Being shallowly venerated as war heroes for propaganda wasn’t enough to protect most clones from a bleak fate though, as demonstrated by Temuera Morrison’s homeless clone veteran cameo in Obi-Wan Kenobi. Fortunately, Cody managed to avoid becoming a persona non grata in the eyes of the Empire, but his story is still one of the most unfair character arcs in Star Wars. Commander Cody was uncommonly skilled as a combatant and tactician, but ultimately he was still susceptible to the programming impressed upon him since birth. Many fans feel that Star Wars should have found a narrative way to work around Cody and Order 66, similar to Clone Force 99 in The Bad Batch. Cody was a fan favorite and hero of The Clone Wars series, and ending as just another lackey for the Empire felts like an unfitting finale for him. Cody’s legacy is complicated by the Empire that he was made to serve, especially in a campaign as oppressive as the pacification of Kashyyyk — unlike Clone Wars’ Rex, who assisted the Rebel Alliance long after the Clone Wars. However, Cody unarguably lived an impactful life to both extremes, so at the very least he should not be judged solely by the moment of coerced betrayal shown in Revenge of the Sith.
Commander Cody’s Story Continues In The Bad Batch Season 2
Commander Cody’s story isn’t fully written yet though, as his presence in the trailer for Star Wars: The Bad Batch season 2 confirms that he’ll be given a chance to redeem himself in upcoming Star Wars projects.

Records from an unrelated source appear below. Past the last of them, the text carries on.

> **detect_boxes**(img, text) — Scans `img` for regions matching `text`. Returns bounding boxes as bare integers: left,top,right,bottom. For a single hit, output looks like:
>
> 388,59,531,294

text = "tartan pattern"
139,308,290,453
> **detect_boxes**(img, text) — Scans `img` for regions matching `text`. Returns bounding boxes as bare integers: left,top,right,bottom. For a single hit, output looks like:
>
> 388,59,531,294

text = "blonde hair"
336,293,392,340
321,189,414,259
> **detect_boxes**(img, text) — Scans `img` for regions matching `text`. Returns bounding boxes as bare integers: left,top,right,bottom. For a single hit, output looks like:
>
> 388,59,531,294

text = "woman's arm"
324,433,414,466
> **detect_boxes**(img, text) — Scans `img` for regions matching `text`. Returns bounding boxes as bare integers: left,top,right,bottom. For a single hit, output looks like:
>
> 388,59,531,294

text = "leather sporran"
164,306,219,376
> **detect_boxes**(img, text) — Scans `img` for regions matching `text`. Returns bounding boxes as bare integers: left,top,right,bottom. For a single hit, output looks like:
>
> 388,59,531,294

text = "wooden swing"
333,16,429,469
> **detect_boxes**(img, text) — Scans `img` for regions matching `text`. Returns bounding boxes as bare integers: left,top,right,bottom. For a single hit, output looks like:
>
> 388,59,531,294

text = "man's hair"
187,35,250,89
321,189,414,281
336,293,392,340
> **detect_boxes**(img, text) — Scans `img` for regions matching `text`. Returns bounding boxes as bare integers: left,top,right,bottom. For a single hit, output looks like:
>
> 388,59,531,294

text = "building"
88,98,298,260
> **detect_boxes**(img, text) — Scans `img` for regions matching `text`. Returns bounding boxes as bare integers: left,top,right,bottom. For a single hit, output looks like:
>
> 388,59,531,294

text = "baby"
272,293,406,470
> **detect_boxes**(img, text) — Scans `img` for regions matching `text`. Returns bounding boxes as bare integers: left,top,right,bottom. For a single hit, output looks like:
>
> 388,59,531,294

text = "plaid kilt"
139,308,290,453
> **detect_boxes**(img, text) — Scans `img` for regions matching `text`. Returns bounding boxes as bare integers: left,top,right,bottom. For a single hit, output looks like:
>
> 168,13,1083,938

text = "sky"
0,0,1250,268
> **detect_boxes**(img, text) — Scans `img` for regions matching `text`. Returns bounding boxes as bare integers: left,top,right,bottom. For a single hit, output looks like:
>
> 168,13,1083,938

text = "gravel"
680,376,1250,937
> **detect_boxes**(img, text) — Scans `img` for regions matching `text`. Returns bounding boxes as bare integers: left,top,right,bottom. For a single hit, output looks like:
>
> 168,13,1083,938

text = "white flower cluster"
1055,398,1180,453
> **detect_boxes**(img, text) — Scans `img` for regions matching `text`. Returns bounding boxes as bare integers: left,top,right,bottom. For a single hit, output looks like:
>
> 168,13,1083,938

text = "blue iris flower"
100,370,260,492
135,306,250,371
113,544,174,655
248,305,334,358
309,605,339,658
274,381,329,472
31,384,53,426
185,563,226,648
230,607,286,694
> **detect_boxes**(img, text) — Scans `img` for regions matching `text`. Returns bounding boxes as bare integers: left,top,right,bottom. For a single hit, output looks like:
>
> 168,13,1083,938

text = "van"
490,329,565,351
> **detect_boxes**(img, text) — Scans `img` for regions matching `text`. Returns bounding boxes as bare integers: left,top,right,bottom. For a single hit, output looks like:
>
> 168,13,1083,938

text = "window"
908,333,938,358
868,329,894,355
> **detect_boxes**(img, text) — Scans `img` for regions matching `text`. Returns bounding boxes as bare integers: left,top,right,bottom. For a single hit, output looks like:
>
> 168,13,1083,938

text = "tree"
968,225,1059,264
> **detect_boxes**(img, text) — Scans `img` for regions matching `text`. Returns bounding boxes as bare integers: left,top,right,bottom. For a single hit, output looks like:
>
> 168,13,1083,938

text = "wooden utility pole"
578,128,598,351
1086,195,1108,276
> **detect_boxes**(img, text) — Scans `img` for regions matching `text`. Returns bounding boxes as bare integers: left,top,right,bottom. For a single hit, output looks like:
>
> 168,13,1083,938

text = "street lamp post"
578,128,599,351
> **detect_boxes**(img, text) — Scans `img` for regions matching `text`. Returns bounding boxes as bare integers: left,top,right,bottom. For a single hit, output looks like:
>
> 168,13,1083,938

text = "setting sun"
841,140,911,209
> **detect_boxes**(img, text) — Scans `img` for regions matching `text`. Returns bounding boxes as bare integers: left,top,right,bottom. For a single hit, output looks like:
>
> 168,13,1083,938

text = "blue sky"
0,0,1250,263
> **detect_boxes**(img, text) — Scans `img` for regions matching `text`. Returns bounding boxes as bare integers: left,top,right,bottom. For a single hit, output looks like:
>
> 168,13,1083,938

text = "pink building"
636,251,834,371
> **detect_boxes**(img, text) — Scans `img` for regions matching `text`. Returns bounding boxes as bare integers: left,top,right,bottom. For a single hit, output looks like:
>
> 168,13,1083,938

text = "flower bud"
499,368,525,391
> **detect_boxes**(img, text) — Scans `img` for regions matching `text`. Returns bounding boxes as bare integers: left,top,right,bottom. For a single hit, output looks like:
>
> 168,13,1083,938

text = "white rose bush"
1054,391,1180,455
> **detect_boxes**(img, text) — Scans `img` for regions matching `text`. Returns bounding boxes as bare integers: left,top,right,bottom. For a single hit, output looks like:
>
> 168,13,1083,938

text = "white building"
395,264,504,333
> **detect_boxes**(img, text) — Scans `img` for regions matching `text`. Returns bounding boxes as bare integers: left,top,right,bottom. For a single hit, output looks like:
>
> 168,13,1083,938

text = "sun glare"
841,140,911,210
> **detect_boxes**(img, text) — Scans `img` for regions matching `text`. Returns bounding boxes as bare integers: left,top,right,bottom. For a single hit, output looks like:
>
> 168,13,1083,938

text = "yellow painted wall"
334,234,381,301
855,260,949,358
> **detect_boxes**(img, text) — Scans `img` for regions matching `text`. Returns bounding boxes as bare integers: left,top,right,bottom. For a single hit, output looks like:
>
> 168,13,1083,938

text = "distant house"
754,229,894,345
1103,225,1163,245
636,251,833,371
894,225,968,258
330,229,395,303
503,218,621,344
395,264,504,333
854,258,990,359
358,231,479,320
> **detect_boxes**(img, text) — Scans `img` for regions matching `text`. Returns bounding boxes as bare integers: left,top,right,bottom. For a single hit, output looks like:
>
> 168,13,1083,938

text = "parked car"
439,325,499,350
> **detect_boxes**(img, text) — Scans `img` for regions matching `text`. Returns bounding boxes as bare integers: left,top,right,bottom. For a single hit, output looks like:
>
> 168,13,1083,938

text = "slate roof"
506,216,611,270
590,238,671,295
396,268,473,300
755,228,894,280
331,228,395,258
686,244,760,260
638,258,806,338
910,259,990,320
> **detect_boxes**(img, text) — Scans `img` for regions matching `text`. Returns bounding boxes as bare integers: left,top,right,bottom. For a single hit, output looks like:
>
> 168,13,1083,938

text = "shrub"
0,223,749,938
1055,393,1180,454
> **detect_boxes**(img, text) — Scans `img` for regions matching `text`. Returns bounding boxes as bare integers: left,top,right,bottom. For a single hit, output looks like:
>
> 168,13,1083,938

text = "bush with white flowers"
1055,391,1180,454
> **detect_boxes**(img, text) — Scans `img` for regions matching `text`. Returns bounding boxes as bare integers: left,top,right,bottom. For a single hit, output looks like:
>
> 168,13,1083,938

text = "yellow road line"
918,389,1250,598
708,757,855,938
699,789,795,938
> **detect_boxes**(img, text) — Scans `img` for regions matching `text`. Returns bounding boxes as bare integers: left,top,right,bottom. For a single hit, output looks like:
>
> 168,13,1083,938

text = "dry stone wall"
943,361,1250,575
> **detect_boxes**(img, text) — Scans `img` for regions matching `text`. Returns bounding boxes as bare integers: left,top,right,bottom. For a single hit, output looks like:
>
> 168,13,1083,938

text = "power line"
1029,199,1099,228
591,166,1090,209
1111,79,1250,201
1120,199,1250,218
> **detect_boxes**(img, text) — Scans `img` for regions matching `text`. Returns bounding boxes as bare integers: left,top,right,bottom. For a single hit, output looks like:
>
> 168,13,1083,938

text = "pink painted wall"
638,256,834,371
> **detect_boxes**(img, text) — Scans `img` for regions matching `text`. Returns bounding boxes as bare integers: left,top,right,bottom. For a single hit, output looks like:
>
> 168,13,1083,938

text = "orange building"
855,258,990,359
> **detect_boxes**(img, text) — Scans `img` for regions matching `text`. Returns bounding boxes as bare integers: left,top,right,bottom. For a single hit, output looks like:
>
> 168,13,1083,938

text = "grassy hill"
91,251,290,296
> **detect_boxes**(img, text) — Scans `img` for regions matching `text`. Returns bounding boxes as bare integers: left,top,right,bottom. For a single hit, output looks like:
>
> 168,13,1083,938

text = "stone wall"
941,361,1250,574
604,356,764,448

Fans hoping for an immediate return to hero status will be disappointed, however, as it seems Cody continues to work for the Empire. This is a crucial point because it’s already been revealed that the effects of clone trooper programming aren’t for life and wear off after some time, which means that even those who enacted Order 66 now have free will. Cody in Bad Batch season 2 still being an Imperial agent, despite no longer being a slave to programming, is a compellingly tragic turn for the former Star Wars: The Clone Wars protagonist. Even if this is just a fake-out to eventually reveal that Cody isn’t really on the Empire’s side, it seems Bad Batch season 2 will continue to explore the socio-political implications of the larger events in the Star Wars universe. Cody’s reasons for remaining with the Empire could be an interesting lens to explore this through, and it’s clear that Disney plans to continue writing Commander Cody’s story long after his Star Wars Episode III: Revenge Of The Sith debut.